For that to happen, innovators need to know that emission reductions pay off. Unlike the latest smartphone, however, there is no natural market in which to reap rewards for cutting pollution. That's because polluting is free until governments say it isn't. In order to fully capitalize on the low-carbon technologies at their disposal today, policymakers must set strong, clear and durable emissions targets.

Officials can further accelerate the process by creating a market not just for technology, but also for the emissions savings themselves. Putting a price on carbon creates an incentive to reduce emissions. Allowing companies that reduce emissions beyond legal requirements to sell their extra credits to others with higher costs or longer timelines also rewards initiative and innovation, and lowers the overall net cost for everyone.

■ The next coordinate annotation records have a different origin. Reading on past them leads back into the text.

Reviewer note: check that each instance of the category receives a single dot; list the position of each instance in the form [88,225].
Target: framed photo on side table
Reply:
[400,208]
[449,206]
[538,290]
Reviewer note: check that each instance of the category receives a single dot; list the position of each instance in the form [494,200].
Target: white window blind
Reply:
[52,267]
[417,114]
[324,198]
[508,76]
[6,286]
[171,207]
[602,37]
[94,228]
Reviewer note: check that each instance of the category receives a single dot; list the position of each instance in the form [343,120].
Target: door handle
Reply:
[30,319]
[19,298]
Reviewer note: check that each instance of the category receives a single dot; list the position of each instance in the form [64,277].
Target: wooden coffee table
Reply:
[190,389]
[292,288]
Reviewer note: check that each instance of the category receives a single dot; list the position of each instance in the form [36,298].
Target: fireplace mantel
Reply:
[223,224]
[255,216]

This approach has proven so successful that more than 50 jurisdictions around the world have carbon markets in place, and more on the way.

Until recently, the world looked principally toward Europe and North America for these kinds of solutions. But that is no longer the case. Just as it has become a major innovator in clean technology, China has also begun to lay out ambitious strategies for protecting the climate. Since 2013, for example, China has introduced local carbon markets in two provinces and five cities across the country. Four years later, the government began planning for a national emissions trading program that is slated to become the world's largest carbon market.

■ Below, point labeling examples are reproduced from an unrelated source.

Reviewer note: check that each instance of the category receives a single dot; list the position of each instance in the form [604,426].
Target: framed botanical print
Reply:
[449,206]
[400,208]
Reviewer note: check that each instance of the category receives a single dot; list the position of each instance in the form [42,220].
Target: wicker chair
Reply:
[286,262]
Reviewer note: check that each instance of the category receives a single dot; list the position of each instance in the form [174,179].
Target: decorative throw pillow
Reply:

As with many things in China, the potential size of the opportunity is remarkable. For example, the country's power sector generates 63 percent of its electricity from coal, resulting in 3.5 billion tons of CO2 emissions a year. That means that, when fully operational, China's national carbon market could be almost twice as big as the European Union's carbon market, and 10 times the size of California's system.

The climate crisis is, by definition, a global crisis. While many nations seem to be turning their attention inward, institutions like the G20 have never been more important. Countries cannot thrive or prosper if the natural systems we depend on are in chaos. No nation need sacrifice its sovereignty or pride to solve this problem, but all must proceed from a common commitment.

Climate policies must also be politically sustainable. The recent election results in Australia and the polarization of the debate in other countries underscore the need for climate policies that are both effective and efficient, and which do not impose the burden of change solely on working people.

If preservation of a habitable climate is the biggest economic challenge of the 21st century, then it is going to take every bit of creative and entrepreneurial energy we can muster to fix it. Governments need to create the conditions that make it possible for the private sector to work its competitive magic.

That, in short, is the responsibility that falls on the G20 leaders.

The author is president of Environmental Defense Fund. The author contributed this article to China Watch, a think tank powered by China Daily. The views do not necessarily reflect those of China Daily.